As sub-symbolic AI, like deep learning, continues to advance, its limitations in safety and reliability are becoming more apparent. Verification and stability are crucial in safety-critical domains such as humanoid robotics, which is rapidly evolving into a versatile tool for various applications. However, proving the correctness of AI-based self-learning algorithms is challenging due to their uncertain inferences and opaque decision-making processes.
Innovative hybrid AI approach to learn and verify complex robotic behavior
In the VeryHuman project, DFKI researchers addressed these challenges by integrating symbolic and sub-symbolic AI approaches. Specifically, they used symbolic specifications in reinforcement learning, where a system is rewarded for producing results that are mathematically verifiable.
Combining sub-symbolic, self-learning algorithms with those based on mathematical rules and abstractions in a single system has proven difficult. Machine learning decisions are not based on symbolic calculations and cannot be explained by logical rules. Therefore, DFKI combined the expertise of its two Bremen-based research departments: Robotics Innovation Center, led by Prof. Dr. Frank Kirchner, and Cyber-Physical Systems, led by Prof. Dr. Rolf Drechsler. The goal was to develop an AI-based control system capable of achieving human-like capabilities, particularly in demonstrating safe and stable dynamic walking and other complex movements in humanoid robots.

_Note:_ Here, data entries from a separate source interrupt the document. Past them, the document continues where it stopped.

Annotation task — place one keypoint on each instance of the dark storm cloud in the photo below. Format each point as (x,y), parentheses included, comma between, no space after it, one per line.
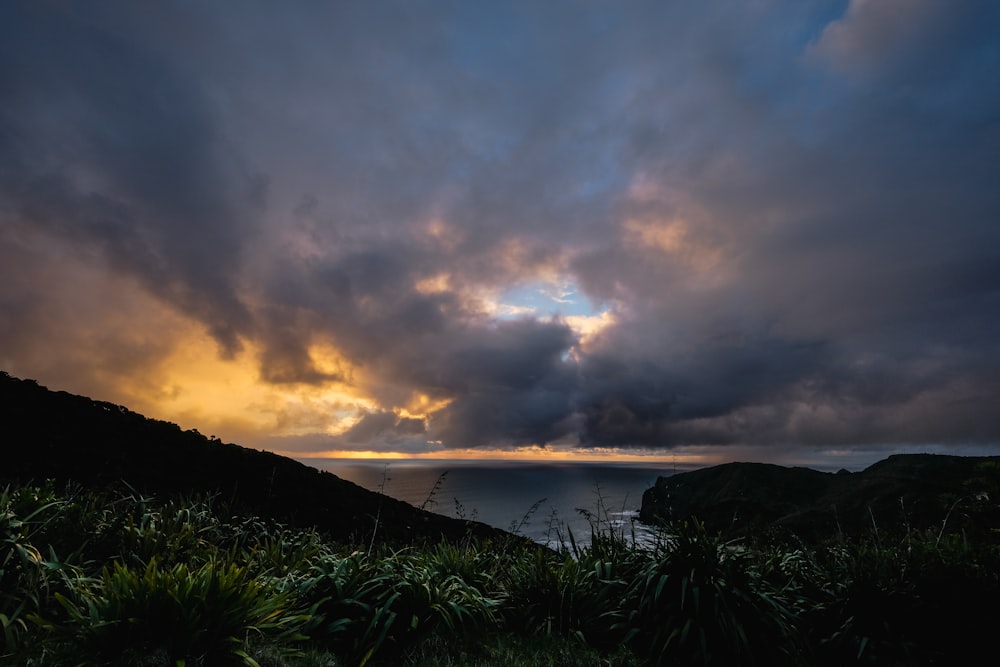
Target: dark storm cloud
(789,210)
(112,146)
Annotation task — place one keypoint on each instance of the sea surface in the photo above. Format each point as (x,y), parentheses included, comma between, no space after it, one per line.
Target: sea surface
(543,501)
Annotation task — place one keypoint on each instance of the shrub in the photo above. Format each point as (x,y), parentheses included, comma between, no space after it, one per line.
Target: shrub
(203,614)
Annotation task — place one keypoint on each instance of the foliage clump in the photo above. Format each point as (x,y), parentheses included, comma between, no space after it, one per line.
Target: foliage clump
(118,578)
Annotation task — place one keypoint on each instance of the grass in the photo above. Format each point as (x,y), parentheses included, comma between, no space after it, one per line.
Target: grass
(119,578)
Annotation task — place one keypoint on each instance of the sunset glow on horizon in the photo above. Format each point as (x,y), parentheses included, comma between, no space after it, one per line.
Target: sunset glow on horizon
(637,232)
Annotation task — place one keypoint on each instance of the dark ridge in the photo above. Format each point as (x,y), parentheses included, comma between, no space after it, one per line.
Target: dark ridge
(69,438)
(918,491)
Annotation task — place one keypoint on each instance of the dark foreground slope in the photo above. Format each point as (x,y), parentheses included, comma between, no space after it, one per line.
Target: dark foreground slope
(61,436)
(916,490)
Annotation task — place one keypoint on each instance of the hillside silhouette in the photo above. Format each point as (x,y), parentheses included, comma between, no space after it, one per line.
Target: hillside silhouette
(914,490)
(69,438)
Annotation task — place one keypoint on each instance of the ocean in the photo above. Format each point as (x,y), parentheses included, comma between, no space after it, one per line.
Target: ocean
(542,501)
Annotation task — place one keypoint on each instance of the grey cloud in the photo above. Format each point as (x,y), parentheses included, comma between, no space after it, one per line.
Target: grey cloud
(273,173)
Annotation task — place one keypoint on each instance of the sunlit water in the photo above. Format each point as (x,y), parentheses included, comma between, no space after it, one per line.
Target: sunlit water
(543,501)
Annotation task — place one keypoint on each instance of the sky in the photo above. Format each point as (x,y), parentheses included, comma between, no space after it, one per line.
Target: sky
(756,230)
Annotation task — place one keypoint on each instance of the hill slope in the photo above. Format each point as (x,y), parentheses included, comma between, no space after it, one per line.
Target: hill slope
(57,435)
(912,489)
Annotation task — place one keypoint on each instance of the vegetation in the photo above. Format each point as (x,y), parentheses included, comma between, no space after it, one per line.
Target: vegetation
(93,577)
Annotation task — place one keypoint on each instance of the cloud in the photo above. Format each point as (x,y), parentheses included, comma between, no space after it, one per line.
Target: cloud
(778,219)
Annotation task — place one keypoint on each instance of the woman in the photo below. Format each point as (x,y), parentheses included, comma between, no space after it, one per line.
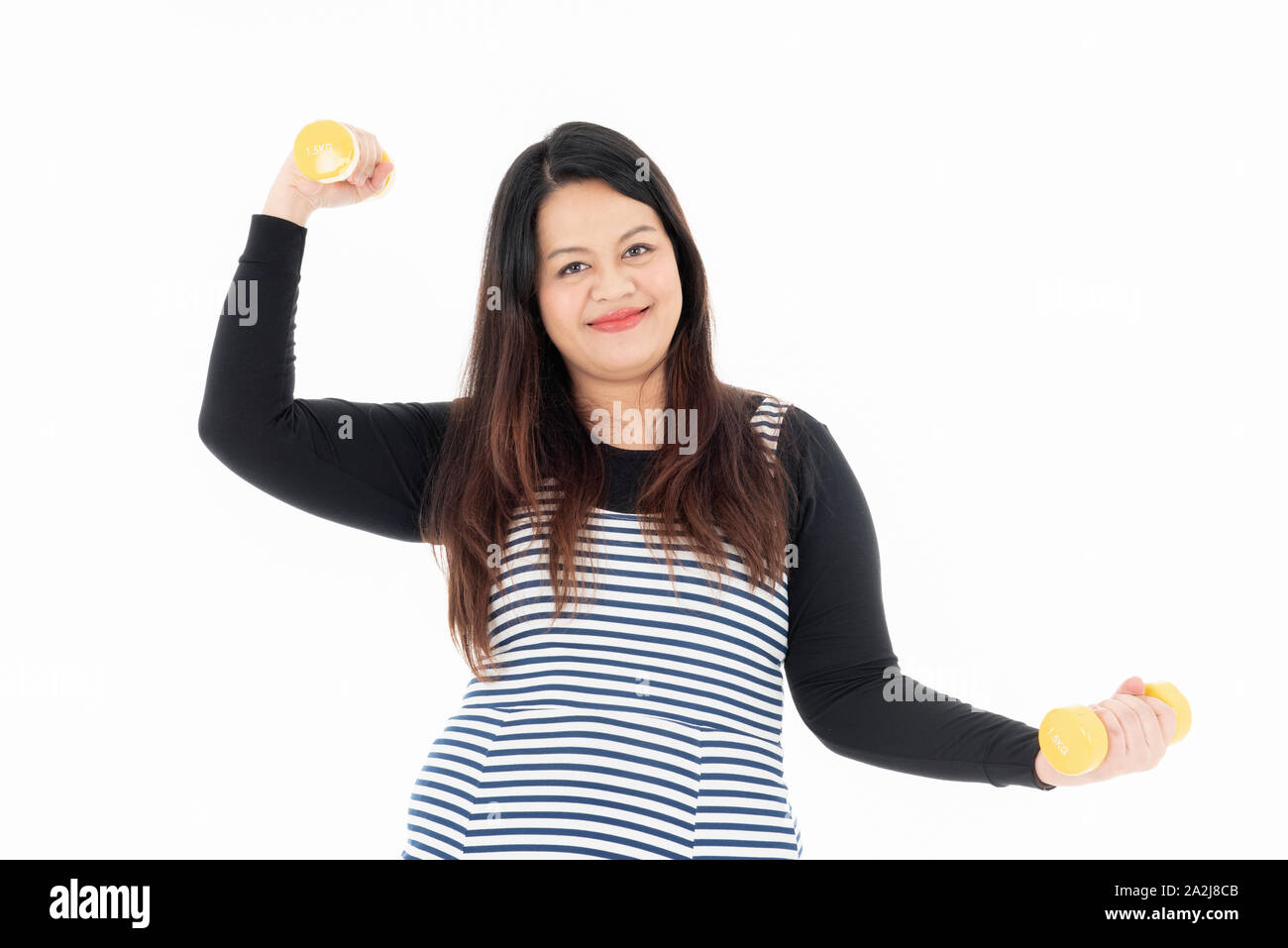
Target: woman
(626,595)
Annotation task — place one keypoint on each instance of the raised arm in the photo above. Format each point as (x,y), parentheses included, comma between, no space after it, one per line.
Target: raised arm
(840,664)
(359,464)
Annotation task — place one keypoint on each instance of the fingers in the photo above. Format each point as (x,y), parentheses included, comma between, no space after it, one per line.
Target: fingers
(369,155)
(1128,724)
(1166,716)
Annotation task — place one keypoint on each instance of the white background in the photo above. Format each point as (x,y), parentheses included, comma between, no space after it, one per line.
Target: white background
(1025,261)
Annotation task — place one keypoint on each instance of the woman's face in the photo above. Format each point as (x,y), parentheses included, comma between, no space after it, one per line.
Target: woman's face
(600,253)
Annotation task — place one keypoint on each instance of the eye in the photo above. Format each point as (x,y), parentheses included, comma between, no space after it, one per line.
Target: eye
(644,248)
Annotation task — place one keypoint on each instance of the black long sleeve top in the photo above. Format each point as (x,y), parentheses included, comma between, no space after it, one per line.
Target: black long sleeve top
(840,664)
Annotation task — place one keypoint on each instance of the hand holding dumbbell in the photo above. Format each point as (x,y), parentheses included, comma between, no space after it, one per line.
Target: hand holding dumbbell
(331,165)
(1122,734)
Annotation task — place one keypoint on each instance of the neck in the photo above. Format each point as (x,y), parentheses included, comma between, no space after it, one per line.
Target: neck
(617,414)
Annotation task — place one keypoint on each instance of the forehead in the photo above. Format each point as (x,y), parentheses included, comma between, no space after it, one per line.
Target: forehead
(590,213)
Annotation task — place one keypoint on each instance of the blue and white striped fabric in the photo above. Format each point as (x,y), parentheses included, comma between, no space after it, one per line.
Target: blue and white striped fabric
(645,725)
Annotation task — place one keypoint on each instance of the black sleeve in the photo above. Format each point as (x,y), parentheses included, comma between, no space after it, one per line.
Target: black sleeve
(359,464)
(840,665)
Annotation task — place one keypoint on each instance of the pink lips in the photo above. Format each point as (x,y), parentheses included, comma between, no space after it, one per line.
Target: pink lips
(619,320)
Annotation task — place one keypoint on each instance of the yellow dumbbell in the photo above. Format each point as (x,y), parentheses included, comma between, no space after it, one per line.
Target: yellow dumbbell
(329,153)
(1074,738)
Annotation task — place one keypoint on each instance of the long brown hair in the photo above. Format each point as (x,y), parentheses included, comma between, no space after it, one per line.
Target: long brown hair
(518,427)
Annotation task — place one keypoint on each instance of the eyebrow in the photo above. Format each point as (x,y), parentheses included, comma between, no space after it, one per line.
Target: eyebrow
(587,250)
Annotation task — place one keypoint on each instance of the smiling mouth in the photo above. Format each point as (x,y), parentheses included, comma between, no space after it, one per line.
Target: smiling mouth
(621,320)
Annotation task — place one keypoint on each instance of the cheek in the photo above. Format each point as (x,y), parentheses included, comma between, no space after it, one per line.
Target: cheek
(559,314)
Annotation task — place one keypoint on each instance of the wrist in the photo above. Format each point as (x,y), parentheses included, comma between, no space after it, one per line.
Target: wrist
(290,205)
(1048,775)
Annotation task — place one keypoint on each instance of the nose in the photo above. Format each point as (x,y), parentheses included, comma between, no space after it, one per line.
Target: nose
(612,282)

Deriving rewards for reinforcement learning from symbolic descriptions
By using symbolic specifications in reinforcement learning, such as simple language to describe the robot's behavior, the project team created abstract kinematic models from the system that can be symbolically validated. These abstractions allow the definition of reward functions for reinforcement learning and the robot to mathematically verify its decisions based on the models. Thus, the reliability of the system's decisions is improved, ensuring stable and predictable movements, and reducing the risk of misbehavior or unexpected actions.
Additionally, the intended behavior of the robot was modeled as a hybrid automaton, a mathematical model that describes both continuous and discrete behavior. This reduces the system's state space, allowing for more efficient reinforcement learning.
Fast dynamic walking with DFKI’s RH5 humanoid robot
Furthermore, the project successfully achieved dynamic walking on DFKI’s RH5 humanoid robot by combining the zero-moment point method (the point on a robot's support area where the resulting ground force does not create a tipping moment) with the whole-body control approach in a tailored manner suitable for achieving high performance in position-controlled robots. This enabled stable and robust dynamic walking at varying speeds and step lengths, effectively pushing the limits of the system in terms of both speed and range of motion.
To the researchers' knowledge, this is the first time a humanoid robot has dynamically walked up to 0.43 m/s. Excluding systems with active toe joints, RH5 is among the fastest humanoids of similar size and actuation modalities. To continuously improve RH5’s behavior, the researchers also used simulation and optimal control algorithms based on the symbolic model.
Improved efficiency and safety for AI applications in high-risk areas
Since precise modeling and optimization of motion sequences enhance both the safety and efficiency of robots, the hybrid AI approach developed in VeryHuman can serve as a blueprint for generating reward functions from symbolic AI and reasoning. This is particularly relevant for real-world applications where the safety of robots and their environment is paramount.
VeryHuman was funded by the German Federal Ministry of Education and Research (BMBF) from June 2020 to May 2024 under grant number 01IW20004.